April 5, 2015
Competition among startups is becoming more intense as more and more companies, especially in the tech industry, keep cropping up. There are fears that this rapid increase in the number of startups may be a bubble in the making, similar to what happened in the dot-com era of the early 2000’s. Sustainability is being called into question.
In 2014, around $48.3 billion was invested into startup companies in the United States alone. Software and biotech companies received a big bulk of this amount. It’s an all-time high but there are apprehensions over this rapid growth. Some are describing this boom as having reached scary new heights,resulting in some pessimism over the success of startups that get funding.
While we don’t aim to dampen interest in tech startups, the goal here is to present ideas on how these companies – tech startups in particular – can become successful in the midst of ruthless competition and the quickly changing preferences of customers or new investors.
Why Startups Fail
There are many reasons why startups fail. A report on Fortune analyzed 101 failed startups and was found that new companies go haywire because there is “no market need” (42 percent). The rest of the reasons are as follows:
- Running out of cash (29 percent)
- Not the right team (23 percent)
- Getting beaten by the competition (19 percent)

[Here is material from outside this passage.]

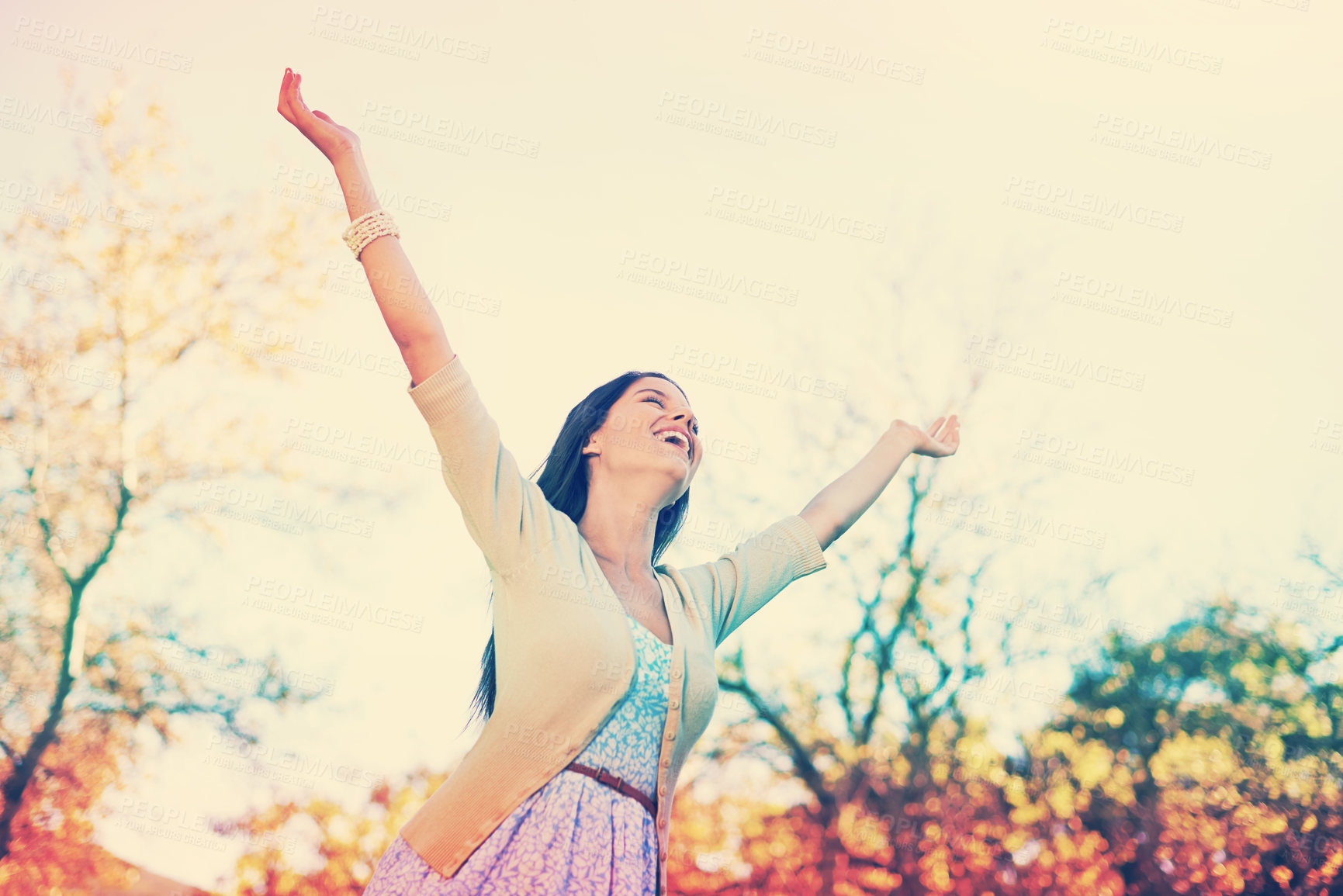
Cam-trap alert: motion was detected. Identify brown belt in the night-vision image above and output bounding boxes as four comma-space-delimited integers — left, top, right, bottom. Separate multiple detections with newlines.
564, 760, 658, 821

- Pricing and cost issues (18 percent)
- Poor product (17 percent)
- Lacking a business model (17 percent)
- Poor marketing (14 percent)
- Disregarding customer feedback or inputs (14 percent)
- Wrong timing for product introduction (13 percent)

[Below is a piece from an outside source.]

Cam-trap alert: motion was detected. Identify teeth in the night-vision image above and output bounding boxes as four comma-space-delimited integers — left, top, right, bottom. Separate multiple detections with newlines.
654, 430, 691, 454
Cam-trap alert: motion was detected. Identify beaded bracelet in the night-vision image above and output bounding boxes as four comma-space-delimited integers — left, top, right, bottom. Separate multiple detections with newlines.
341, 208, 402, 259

- Losing focus (13 percent)
- Lack of harmony or teamwork within the company or among investors (13 percent)
- Wrong pivot or shift in business strategy (10 percent)
- Lacking passion (9 percent)
- Bad business location (9 percent)
- Shortage of financing or investor interest (8 percent)

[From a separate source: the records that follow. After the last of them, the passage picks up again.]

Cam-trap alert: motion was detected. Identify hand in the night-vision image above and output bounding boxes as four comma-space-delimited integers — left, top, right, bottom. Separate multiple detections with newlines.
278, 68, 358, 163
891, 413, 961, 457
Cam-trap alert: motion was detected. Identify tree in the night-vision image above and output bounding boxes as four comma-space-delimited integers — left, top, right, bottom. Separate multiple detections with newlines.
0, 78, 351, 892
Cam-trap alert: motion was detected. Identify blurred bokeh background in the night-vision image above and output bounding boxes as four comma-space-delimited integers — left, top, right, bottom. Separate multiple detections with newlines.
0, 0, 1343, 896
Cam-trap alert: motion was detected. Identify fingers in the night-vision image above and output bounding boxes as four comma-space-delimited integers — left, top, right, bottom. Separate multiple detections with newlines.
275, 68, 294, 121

- Legal problems (8 percent)
- Not using business networks and advisors (8 percent)
- Failure to pivot or adopt a new business strategy (7 percent)
These reasons for failure provide ample hints as to how startups can avoid becoming a failure. Startups can study the failures of others, in order to anticipate potential challenges and come up with strategies that can address these early on. For tech startups, the key strategies are anchored in the following: 1) automation, 2) efficiency, and 3) scalability.
Automation is a multi-faceted strategy not limited to automating obviously repetitive processes, like in the case of manufacturing companies. It also covers the areas of marketing, recording, reporting, and even product testing and evaluation. Startups can use software tools that can facilitate marketing intelligence gathering and analysis, the automation of actual marketing efforts, and advanced workflow automation.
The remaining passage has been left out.